CATIE News

9 September 2015 

Progress on Ontario’s HIV care cascade

Potent combination anti-HIV therapy (commonly called ART) can greatly improve the health and increase the life expectancy of HIV-positive people. Furthermore, by reaching and maintaining an undetectable viral load, the risk of spreading HIV is greatly reduced. This latter effect benefits society, as new cases of HIV infection are reduced. However, if these outcomes are to occur, many steps between receiving an HIV diagnosis and being in care and successfully using ART have to be crossed. Scientists who study health systems refer to this path between a positive HIV test result and achieving and maintaining an undetectable viral load as the continuum of care or the HIV care cascade. Research in the U.S., British Columbia and Southern Alberta has found gaps within the HIV care cascade. Thus, if the individual and societal benefits of ART are to occur, the HIV care cascade in cities or regions must be assessed and any gaps found need to be closed.

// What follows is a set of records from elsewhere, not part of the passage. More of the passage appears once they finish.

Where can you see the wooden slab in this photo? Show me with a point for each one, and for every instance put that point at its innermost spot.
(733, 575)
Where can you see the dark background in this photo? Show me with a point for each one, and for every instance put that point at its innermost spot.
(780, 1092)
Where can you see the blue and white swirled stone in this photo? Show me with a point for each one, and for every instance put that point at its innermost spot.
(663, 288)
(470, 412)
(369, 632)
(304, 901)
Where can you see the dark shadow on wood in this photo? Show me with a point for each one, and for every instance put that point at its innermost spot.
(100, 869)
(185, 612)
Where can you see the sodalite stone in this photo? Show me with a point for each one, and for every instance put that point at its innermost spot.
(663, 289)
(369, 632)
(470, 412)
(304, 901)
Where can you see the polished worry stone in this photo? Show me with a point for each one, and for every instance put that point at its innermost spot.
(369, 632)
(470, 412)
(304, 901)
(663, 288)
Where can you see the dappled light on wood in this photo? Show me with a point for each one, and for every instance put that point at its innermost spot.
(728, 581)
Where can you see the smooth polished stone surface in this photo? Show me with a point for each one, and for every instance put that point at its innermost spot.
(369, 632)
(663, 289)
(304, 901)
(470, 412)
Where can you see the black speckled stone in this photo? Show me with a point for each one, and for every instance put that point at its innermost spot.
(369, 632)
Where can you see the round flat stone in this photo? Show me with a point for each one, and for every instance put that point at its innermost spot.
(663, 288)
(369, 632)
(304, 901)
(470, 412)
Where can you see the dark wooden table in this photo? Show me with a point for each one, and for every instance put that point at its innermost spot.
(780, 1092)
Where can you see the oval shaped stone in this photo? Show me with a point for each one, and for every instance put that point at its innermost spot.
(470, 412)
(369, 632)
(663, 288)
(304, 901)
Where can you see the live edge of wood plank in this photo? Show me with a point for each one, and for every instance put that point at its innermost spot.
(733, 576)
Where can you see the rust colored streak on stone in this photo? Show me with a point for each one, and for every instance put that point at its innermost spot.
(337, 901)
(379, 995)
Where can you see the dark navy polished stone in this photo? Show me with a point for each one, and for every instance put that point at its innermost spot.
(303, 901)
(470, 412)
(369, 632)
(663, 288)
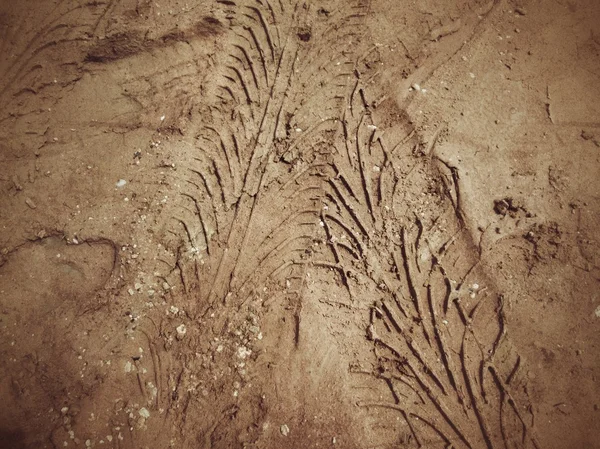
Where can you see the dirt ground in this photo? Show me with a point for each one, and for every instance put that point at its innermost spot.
(300, 224)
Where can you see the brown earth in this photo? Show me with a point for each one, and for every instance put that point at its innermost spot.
(300, 224)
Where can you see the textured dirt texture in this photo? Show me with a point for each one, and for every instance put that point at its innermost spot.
(300, 224)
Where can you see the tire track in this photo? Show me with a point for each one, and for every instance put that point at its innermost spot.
(293, 158)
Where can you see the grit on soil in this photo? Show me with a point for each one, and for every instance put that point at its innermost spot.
(300, 224)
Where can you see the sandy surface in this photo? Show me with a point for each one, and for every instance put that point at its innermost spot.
(297, 224)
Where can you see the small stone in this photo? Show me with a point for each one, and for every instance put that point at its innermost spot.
(181, 331)
(243, 352)
(521, 11)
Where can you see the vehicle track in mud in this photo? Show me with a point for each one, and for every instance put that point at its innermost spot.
(306, 207)
(340, 183)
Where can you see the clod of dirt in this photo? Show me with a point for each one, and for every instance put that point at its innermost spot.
(546, 240)
(509, 206)
(304, 34)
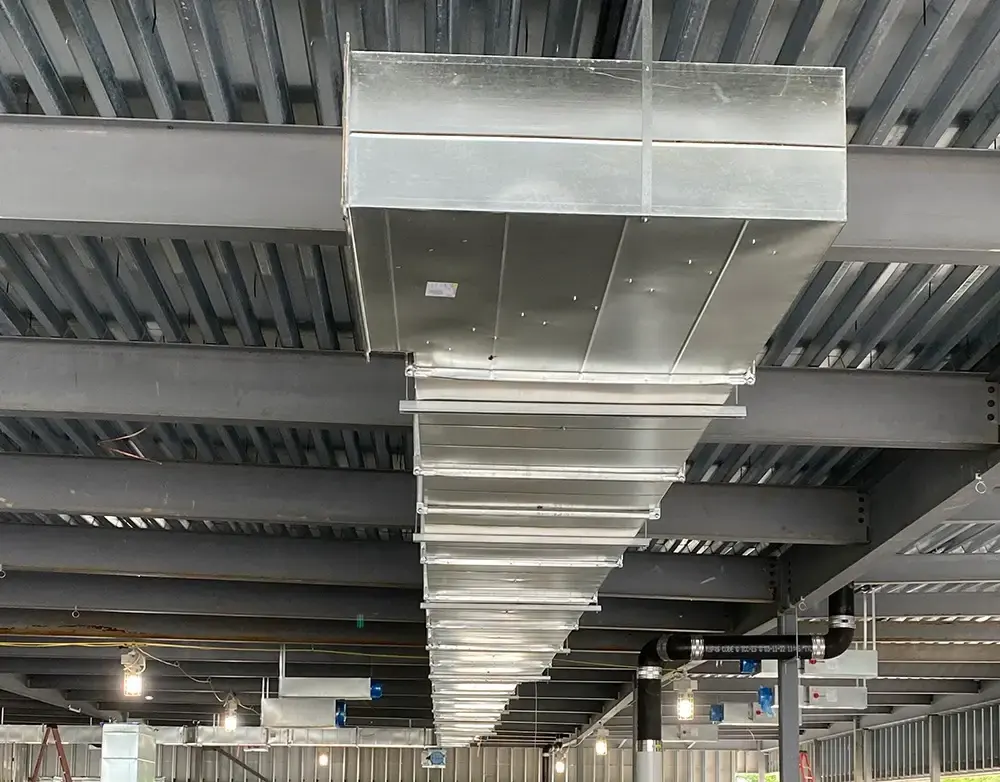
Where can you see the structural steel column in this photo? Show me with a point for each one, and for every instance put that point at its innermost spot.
(935, 747)
(788, 707)
(862, 755)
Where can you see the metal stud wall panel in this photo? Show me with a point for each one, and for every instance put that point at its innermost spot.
(294, 764)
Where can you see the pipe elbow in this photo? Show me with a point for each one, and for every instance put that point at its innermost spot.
(649, 655)
(837, 641)
(840, 634)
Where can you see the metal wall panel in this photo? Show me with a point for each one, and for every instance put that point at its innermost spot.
(971, 740)
(833, 759)
(296, 764)
(584, 765)
(351, 764)
(901, 751)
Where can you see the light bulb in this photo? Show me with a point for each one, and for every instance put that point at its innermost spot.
(685, 706)
(132, 685)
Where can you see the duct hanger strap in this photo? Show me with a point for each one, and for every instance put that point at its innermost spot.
(647, 109)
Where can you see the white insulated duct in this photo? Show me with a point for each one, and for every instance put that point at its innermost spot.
(581, 269)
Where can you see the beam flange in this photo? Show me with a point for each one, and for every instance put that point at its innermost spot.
(903, 209)
(178, 555)
(921, 493)
(863, 408)
(199, 180)
(150, 382)
(935, 569)
(52, 565)
(126, 487)
(119, 487)
(76, 176)
(262, 387)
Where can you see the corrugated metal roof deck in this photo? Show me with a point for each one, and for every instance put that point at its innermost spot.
(917, 73)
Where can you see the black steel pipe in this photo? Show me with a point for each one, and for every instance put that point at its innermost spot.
(648, 696)
(687, 648)
(836, 640)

The Public Health Agency of Canada (PHAC) estimates that about 42% of Canada’s 71,000 HIV-positive people live in the province of Ontario. Researchers with the Ontario HIV Treatment Network (OHTN) operate a large database called the OHTN Cohort Study (OCS). This database collects health-related information from thousands of HIV-positive people. The data is fed into the OHTN by clinics in major teaching hospitals and in the community.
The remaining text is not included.